Para muchas empresas, los sistemas de inteligencia artificial (IA) deben optimizar las operaciones, reducir los costes y abrir nuevas fuentes de ingresos.
Sin embargo, la fiebre del oro de la IA corporativa está resultando cara y los rendimientos de la inversión no se distribuyen de manera uniforme. Los inversores, los líderes empresariales y los analistas afirman que la diferencia entre ganar dinero con las compras de IA y acabar en números rojos se reduce a tener una estrategia sólida y saber dónde la tecnología crea valor real.

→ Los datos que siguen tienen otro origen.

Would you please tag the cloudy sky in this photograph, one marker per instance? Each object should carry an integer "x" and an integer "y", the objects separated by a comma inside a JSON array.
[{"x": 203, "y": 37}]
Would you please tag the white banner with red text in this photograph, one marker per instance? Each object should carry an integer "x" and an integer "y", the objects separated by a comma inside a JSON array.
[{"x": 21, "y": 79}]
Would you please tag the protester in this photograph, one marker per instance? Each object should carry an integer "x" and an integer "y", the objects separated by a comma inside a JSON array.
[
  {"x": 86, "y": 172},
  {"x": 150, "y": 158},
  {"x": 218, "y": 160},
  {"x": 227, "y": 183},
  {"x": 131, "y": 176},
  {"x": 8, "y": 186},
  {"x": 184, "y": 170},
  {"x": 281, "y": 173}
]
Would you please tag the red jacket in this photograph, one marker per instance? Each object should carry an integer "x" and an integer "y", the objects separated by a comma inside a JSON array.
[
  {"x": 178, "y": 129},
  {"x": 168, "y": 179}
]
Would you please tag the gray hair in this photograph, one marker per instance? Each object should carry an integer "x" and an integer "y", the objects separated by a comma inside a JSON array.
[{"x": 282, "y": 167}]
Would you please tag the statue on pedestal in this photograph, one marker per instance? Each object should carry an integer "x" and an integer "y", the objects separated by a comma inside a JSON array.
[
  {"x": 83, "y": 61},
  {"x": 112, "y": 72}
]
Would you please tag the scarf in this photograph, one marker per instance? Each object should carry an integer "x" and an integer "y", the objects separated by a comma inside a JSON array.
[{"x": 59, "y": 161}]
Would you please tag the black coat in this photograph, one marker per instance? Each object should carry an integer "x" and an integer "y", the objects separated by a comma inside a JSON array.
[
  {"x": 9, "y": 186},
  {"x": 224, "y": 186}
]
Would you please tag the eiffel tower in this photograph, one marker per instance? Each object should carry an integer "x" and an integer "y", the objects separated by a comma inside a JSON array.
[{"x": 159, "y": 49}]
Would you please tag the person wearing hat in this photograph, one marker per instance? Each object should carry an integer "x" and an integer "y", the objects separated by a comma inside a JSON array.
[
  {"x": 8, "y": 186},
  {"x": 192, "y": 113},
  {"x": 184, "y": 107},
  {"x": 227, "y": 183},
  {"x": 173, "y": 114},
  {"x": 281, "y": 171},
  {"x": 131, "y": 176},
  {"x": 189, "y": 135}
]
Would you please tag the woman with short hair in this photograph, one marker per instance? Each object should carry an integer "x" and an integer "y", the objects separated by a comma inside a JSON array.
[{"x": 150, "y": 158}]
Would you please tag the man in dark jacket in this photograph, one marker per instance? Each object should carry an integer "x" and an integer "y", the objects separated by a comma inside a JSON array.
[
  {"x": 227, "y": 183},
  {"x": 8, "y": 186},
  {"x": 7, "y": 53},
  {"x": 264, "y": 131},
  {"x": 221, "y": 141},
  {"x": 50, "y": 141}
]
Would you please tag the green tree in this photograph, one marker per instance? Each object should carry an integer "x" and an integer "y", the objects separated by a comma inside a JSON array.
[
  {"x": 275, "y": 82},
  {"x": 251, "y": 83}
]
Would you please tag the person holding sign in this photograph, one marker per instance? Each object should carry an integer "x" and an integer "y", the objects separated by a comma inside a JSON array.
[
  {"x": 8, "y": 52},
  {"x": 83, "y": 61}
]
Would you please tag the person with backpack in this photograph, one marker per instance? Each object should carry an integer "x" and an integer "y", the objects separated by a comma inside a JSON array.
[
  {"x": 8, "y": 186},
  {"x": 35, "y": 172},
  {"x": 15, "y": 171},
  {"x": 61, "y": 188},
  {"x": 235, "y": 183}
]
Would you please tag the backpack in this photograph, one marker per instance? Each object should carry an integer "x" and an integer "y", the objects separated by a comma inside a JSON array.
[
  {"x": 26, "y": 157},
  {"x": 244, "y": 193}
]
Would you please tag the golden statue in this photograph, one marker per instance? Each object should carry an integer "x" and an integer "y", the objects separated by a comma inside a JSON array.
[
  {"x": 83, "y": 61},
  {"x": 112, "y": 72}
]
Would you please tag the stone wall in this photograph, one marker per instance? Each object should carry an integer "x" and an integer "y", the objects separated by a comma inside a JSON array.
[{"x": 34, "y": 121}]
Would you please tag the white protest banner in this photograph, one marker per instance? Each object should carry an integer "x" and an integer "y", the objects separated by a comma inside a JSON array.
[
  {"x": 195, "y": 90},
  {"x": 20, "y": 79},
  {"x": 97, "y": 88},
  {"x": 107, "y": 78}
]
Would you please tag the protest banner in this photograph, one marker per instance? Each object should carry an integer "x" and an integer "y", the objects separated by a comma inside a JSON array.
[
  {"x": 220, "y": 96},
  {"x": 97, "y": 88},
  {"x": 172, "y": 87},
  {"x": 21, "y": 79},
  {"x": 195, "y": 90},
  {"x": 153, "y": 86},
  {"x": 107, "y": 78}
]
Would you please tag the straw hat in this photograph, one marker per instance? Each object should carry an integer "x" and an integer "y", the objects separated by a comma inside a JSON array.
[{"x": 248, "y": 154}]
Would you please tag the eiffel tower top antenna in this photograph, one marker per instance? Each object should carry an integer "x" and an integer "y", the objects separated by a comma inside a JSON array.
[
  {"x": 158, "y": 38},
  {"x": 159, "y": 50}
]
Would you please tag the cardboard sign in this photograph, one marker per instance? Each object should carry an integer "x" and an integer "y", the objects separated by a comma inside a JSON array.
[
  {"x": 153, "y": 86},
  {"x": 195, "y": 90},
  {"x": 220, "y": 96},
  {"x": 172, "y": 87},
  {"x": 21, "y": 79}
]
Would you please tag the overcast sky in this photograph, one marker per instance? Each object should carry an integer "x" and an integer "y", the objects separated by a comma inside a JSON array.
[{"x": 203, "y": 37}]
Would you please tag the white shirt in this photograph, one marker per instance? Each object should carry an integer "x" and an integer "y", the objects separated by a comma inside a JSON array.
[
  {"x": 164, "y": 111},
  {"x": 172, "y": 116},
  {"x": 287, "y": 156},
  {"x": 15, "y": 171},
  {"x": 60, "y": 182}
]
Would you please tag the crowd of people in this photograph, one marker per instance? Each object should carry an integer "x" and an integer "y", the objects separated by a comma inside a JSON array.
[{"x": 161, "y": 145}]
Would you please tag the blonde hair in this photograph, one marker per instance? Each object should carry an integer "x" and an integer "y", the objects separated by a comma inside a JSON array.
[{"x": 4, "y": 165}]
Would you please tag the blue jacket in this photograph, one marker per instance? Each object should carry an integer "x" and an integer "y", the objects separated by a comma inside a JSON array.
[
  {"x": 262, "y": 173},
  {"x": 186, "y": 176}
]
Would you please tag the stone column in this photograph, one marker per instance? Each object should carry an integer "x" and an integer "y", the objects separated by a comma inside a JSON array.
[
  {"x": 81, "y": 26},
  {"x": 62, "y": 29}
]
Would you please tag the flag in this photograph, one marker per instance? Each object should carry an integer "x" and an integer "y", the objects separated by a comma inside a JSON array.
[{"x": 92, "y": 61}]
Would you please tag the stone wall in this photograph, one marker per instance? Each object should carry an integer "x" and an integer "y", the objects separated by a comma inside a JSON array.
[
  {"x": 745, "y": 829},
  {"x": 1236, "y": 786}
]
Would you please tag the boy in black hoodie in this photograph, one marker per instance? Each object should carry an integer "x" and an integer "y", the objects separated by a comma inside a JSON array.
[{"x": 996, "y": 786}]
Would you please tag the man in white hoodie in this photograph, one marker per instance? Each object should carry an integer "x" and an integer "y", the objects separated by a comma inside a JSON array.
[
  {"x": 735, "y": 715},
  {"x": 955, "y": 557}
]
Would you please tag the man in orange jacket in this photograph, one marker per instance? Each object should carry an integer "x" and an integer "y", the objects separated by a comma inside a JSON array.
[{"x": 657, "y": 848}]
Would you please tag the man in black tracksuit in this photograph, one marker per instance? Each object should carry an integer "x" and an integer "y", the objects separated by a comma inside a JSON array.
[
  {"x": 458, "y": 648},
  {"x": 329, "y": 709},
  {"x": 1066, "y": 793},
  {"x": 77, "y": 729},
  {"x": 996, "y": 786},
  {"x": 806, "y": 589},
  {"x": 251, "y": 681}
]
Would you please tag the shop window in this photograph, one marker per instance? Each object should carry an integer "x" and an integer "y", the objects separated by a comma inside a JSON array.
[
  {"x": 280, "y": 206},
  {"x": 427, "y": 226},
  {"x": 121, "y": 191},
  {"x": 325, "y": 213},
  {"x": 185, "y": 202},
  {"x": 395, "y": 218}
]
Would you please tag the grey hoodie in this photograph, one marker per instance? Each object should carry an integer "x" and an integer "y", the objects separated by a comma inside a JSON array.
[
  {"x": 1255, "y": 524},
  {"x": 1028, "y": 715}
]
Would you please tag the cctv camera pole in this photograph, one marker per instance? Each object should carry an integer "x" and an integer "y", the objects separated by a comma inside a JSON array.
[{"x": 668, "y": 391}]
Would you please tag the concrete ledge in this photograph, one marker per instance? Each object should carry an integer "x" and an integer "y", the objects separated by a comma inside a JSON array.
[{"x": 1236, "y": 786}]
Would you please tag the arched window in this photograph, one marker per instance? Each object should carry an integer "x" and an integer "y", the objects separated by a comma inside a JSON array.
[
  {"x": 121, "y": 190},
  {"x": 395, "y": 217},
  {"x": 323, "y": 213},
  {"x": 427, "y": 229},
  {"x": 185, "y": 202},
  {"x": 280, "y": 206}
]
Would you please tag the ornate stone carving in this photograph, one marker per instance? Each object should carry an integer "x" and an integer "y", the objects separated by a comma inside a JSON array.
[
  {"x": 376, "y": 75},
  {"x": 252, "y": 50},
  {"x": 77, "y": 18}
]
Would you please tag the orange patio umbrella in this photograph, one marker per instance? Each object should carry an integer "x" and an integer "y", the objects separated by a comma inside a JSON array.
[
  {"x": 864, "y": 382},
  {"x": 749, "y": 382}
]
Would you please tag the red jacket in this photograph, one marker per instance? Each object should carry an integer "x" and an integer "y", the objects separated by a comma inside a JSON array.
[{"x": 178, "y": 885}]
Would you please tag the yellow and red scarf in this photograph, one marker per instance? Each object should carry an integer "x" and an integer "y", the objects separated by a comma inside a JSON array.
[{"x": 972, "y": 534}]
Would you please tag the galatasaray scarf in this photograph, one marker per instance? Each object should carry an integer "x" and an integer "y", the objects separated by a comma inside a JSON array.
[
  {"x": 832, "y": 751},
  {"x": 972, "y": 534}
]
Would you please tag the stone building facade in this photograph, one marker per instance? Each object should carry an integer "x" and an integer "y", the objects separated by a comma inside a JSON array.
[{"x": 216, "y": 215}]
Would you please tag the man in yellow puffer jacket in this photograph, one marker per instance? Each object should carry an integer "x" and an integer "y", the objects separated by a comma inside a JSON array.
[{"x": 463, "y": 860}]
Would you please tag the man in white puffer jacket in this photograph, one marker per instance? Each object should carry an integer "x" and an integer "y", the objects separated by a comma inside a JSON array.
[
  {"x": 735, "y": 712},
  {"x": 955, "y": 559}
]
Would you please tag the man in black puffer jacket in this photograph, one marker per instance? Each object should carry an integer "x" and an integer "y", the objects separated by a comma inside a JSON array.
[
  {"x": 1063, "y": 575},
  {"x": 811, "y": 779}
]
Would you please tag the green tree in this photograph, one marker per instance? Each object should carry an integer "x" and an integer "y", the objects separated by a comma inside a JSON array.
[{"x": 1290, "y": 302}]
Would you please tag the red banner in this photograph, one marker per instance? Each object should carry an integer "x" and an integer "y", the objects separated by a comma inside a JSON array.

La empresa de investigación Gartner estimó que el gasto mundial en IA ascenderá a 1.5 billones de dólares en 2025. Solo Estados Unidos está en camino de invertir 758,000 millones de dólares en IA para 2029, según un análisis de International Data Corporation.
Si bien la mayor parte de ese gasto se destina a hiperescaladores como Amazon y Google, las pequeñas y medianas empresas también están realizando grandes inversiones. Un informe de SmartDev de 2025 señalaba que las empresas "subestiman habitualmente" los costes de los proyectos de IA en más de un 1000 % al pasar de la fase piloto a la de producción.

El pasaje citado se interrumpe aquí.